Сириус прислонился плечом к стене, прикрыв глаза. Было полнолуние - серебристый свет заливал камеру через узкое окно, расположенное почти под потоком, и он понял, наконец, что его разбудило. Он не мог спать в полнолуние - с третьего курса, как только он узнал, что Ремус мучается такими ночами. Это вошло в привычку с годами, не отступало и в тюрьме все это время.

Мучительно хотелось курить, хотя он уже несколько лет не держал в руках сигарету. Он знал, что сейчас не сможет запретить себе думать о Реме. А это означало и то, что скоро почуют запах чувств и боли дементоры, и все начнется сначала.

Сириус сполз по стене на пол, сев неудобно, поджав под себя ноги. Он попытался представить себе, что сейчас может делать Люпин - это было привычным занятием в такие ночи. Представить его, мучающегося от первых ночных часов, на дощатом полу какой-нибудь хижины или среди каменных стен подвала дома его отца... Хотя, кто знает, где он и с кем. Два года у него не было уверенности, где пропадал Рем и какими друзьями он в этом «где-то» обзавелся.

В любом случае, думать о нем, как о прежнем Ремусе, его хрупком мальчике, было гораздо удобнее, чем вспоминать их последнюю встречу. А вспоминал он ее так часто поначалу, что вполне могло статься, что он вот-вот сойдет на этой почве с ума. Успел ли Сириус уже тысячи раз пожалеть обо всем том, что сказал ему тогда? Пожалуй. Но столько же раз он сумел уверить себя, что поступил правильно, как ни крути. Ему не нужно было втягивать во все это Люпина. Пусть лучше он думает о нем, как об убийце и предателе, но не так слепо верит ему. То, что Рем ни на секунду не усомнился в том, что Сириус невиновен, и примчался к нему сразу, как узнал, больно резануло Блэка по сердцу. Еще бы - с какой горячностью он убеждал Джеймса в его предательстве, у него тени сомнения не было, что Люпин всех их сдал и сдаст снова, при первом удобном случае… Он чувствовал себя скотиной и раньше, едва только понял, как жестоко ошибся в своих расчетах, но эта безоговорочная преданность и вера Рема его просто уничтожили.

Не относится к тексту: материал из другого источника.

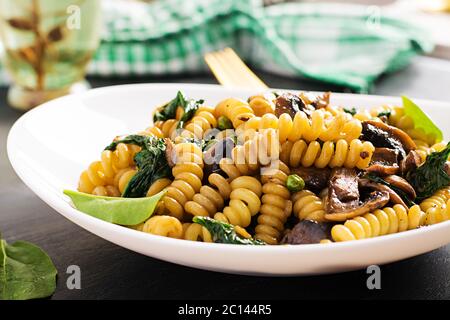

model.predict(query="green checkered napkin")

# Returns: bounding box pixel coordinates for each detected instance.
[0,0,433,92]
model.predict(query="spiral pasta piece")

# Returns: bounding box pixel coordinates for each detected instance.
[420,186,450,212]
[184,173,231,217]
[147,178,172,197]
[214,98,255,129]
[78,143,140,196]
[255,163,292,245]
[280,139,375,169]
[292,190,326,222]
[426,200,450,226]
[219,129,280,180]
[181,108,217,139]
[161,143,203,220]
[214,176,262,228]
[183,223,212,242]
[331,204,426,242]
[142,216,183,239]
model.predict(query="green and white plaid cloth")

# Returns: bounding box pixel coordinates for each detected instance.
[0,0,433,92]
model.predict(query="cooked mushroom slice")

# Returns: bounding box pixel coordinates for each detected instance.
[292,167,331,192]
[327,168,359,213]
[203,138,235,177]
[361,120,416,159]
[400,150,423,176]
[366,148,400,175]
[384,175,416,200]
[325,179,389,221]
[370,184,408,208]
[281,220,331,244]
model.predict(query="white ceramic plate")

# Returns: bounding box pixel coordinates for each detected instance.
[8,84,450,275]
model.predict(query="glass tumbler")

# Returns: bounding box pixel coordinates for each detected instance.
[0,0,101,110]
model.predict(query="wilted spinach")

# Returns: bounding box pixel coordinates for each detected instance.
[105,135,172,198]
[344,107,357,116]
[153,91,204,128]
[406,142,450,201]
[192,216,266,245]
[377,110,392,118]
[0,237,57,300]
[153,91,186,122]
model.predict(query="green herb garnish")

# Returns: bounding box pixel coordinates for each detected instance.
[105,135,172,198]
[402,96,444,143]
[64,190,165,226]
[377,110,392,118]
[344,107,358,116]
[406,142,450,201]
[0,232,58,300]
[153,91,204,128]
[192,216,266,245]
[153,91,186,122]
[217,116,233,130]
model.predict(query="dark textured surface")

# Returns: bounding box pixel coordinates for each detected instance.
[0,60,450,299]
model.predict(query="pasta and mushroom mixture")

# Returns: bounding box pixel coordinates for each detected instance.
[74,92,450,245]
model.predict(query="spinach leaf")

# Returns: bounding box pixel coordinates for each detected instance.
[406,142,450,201]
[153,91,186,122]
[0,237,58,300]
[377,110,392,118]
[344,107,357,116]
[402,96,444,142]
[365,173,415,207]
[64,190,165,226]
[177,99,204,128]
[105,135,172,198]
[192,216,266,245]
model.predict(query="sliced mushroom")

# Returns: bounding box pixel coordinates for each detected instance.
[281,220,331,244]
[361,120,416,159]
[384,175,416,200]
[275,92,314,118]
[400,150,423,176]
[366,148,400,175]
[372,184,408,208]
[325,179,389,221]
[292,167,331,192]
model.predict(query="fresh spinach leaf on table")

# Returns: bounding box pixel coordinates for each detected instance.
[0,236,57,300]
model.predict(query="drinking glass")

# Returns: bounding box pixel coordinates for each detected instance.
[0,0,101,110]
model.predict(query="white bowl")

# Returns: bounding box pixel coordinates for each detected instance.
[8,84,450,275]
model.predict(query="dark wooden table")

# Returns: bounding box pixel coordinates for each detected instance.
[0,58,450,299]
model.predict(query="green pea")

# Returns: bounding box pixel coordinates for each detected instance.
[217,116,233,130]
[286,174,305,192]
[64,190,165,226]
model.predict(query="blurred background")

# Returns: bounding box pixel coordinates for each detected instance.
[0,0,450,299]
[0,0,450,110]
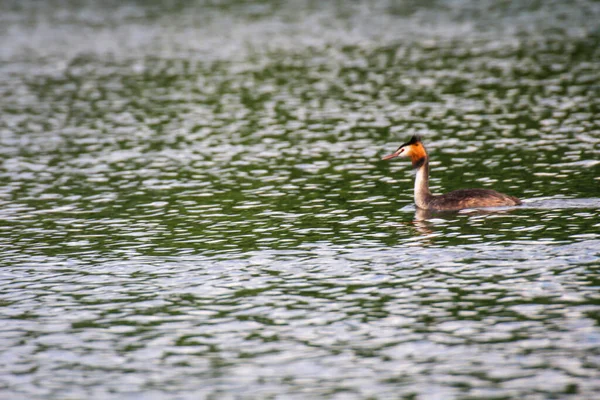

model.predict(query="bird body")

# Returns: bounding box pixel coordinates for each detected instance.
[383,136,521,211]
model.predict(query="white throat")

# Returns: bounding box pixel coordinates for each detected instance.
[415,164,431,210]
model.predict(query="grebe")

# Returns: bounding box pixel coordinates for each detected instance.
[382,135,521,211]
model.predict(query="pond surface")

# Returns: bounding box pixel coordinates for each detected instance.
[0,0,600,399]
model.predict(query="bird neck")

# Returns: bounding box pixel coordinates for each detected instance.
[413,156,432,210]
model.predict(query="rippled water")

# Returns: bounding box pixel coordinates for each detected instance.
[0,1,600,399]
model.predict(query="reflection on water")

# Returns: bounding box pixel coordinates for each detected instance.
[0,0,600,399]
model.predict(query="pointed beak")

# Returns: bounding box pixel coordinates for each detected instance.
[382,149,404,160]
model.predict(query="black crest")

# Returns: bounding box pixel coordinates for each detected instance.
[400,135,421,147]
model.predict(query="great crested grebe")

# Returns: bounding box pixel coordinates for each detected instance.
[382,135,521,211]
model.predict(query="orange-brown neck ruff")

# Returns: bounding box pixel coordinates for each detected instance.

Едва его увели из той комнаты, где он оставил ошеломленного парня, Сириусу сразу же захотелось броситься назад и умолять простить его - за то, что был груб, за свои язвительные смешки, за то, что обманул

Впрочем, насчет последнего он мог бы и поспорить. С каждым днем время в Азкабане ему казалось вечностью, бесконечной, тягучей, как мед, но, в отличие от него, - горькой и отчаянной. Он не знал, какой сейчас день, не имел бы понятия, какой идет год, если бы его сосед справа, Рабастан Лестранж, не имел странной привычки царапать стены и стонать, сколько лет он уже тут провел. Подсчитать свое времяпребывание было не сложно - шайка Лестранжей вместе с Краучем-младшим попала в тюрьму через полгода после него. Сириус отлично помнил, как его сестрица прошествовала мимо его камеры, бросив на него неопределенный взгляд. Она шла, как королева. Правда, уже через неделю начались ее безумные крики.